Beckel feels not screening new moms, especially during the pandemic, is alarming.
“Failing to screen mothers, let alone failing to screen mothers during a global pandemic is extremely dangerous and honestly a disservice to the entire community,” Beckel said. “When symptoms of postpartum anxiety are deeply rooted in fear, worst case scenarios, fears around the health of the baby and germs on a normal day, new mothers are now dealing with a deadly virus which can amplify these intrusive thoughts and feelings significantly, not to mention the isolation in and of itself will greatly increase the onset of a perinatal mood and anxiety disorder and women will ultimately suffer the most as a result.”
Beckel believes that now more than ever, perinatal mental health screening is needed.

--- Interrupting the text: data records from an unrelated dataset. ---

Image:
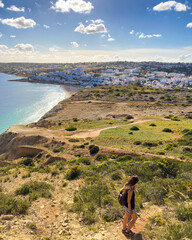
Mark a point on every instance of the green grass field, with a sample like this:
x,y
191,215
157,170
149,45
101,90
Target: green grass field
x,y
122,139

“These are times that we should double down on screens, put mental health at the top of the priority list (second to social distancing of course) but never should it be eliminated from the care that’s provided,” Beckel said. “Mothers deserve more. Now more than ever we need to speak up, share our stories, call out the mistakes that put women and mothers at a disadvantage and continue to advocate because if not us, the survivors of this illness, then who will?”
During the month of April leading up to May 6th, World Maternal Mental Health Day, the CPMHC is running its #NowMoreThanEver campaign to bring awareness to the need for a national perinatal mental health strategy in Canada.